Same thing goes with “Shackled and Drawn,” which reads a bit too much like a paean to the guys working the fields – something that was out of date even when Springsteen was getting started, much less now. And he’s got a goofy fake-Okie accent. But it scorches live, and it’s not Bruce’s fault that he is a child of a particular place in history. Sure you get the occasionally hokey song, but the influence of his folk heroes are a clear net positive on his work as a whole.

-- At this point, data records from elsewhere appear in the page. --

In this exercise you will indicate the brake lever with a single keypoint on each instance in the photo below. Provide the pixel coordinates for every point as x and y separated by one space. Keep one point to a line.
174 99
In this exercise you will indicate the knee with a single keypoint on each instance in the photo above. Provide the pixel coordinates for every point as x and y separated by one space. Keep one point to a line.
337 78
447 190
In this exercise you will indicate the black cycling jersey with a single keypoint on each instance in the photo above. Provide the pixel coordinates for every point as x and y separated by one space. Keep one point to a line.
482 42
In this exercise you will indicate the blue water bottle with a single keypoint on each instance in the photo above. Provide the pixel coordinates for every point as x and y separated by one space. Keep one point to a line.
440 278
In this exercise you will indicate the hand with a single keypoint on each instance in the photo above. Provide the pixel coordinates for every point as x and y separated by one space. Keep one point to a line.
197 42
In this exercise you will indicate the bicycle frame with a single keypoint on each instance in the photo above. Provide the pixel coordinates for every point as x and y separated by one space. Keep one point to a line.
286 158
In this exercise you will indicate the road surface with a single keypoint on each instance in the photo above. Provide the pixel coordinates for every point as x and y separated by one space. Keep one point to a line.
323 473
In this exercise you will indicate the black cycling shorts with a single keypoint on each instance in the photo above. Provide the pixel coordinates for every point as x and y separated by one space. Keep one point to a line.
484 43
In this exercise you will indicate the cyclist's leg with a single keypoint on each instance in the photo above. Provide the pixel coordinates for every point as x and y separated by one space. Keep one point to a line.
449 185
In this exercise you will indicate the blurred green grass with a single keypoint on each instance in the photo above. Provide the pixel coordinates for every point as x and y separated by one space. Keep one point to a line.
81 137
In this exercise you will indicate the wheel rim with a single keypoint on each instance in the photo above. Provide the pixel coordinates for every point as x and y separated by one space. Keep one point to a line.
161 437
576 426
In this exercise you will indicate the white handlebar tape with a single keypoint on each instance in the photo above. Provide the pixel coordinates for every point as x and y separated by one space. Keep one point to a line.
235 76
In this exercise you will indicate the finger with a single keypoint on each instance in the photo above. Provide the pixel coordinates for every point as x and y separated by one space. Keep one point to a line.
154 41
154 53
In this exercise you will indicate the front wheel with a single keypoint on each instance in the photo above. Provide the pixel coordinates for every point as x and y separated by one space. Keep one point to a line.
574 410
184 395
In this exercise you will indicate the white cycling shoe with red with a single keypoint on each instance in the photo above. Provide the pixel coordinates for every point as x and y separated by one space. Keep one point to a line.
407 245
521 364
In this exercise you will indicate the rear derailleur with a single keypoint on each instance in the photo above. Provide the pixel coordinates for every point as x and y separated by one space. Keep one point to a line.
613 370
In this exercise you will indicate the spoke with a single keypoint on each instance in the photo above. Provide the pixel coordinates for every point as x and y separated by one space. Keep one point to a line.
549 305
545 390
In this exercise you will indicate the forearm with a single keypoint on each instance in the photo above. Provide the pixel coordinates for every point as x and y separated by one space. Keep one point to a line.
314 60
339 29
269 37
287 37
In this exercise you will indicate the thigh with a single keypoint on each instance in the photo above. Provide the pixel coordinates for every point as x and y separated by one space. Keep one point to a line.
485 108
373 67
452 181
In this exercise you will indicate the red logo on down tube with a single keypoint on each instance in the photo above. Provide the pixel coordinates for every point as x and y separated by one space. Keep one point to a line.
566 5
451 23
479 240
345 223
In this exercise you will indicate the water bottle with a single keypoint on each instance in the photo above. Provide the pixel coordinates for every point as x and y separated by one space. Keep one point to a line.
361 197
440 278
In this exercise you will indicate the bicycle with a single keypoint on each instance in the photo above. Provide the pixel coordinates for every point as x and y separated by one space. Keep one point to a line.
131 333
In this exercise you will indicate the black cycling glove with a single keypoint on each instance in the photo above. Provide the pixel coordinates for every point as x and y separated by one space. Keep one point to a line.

So far I’ve talked about the good songs that still give me slight reservations. But I’ve also got some pure, unabashed love for parts of this record. First and foremost is “Land of Hope and Dreams,” which has actually been kicking around for a decade at this point, but finally gets the studio treatment here. And it’s a tour de force. You get basically the entire Springsteen mythos here: trains, lost souls, community, redemption, and a killer saxophone solo from the Big Man (one of his very last, sadly). And again, the fact that the mode of reference is almost anachronistic these days is actually part of the point. It’s a call to remember what is great in our past, not to say that we can go back, but to caution us about what it means to move forward.
You get the same kind of sentiment (phrased in a different way) on “Wrecking Ball.” Sung from the perspective of the old Giants stadium, waiting to be knocked down, it strikes a tone of defiance, resolution, and acceptance. It’s a great metaphor, because you get the sense that this is really a song about Bruce himself, and the ever-present fact of age. All things must pass, and he knows it, but that doesn’t mean there is no honor in standing astride of time shouting no. If the end must come, he says, let me face it proudly and make the very best of what is left to me.
Other highlights include the rousing “We Are Alive,” which has a slightly quirky beat and pitches the general themes of the album in the grand terms of ghostly remainders. Or the elegiac “Rocky Ground,” which took a while to really work for me (it’s very busy sonically, and includes a rap interlude, and sampling!), but has grown into one of my favorites. The biblical imagery works, his voice walks the line between weary and defiant, the horns are simply beautiful, and the rap bit is pitched perfectly. It’s a real testament that he’s attempting things like this, but an even bigger testament that he can make it all work.
Sure, there are a couple goofy tracks on this record. And no, it doesn’t all work perfectly. But when it does work, the heights it scales are glorious. And it’s the best album I’ve heard so far this year.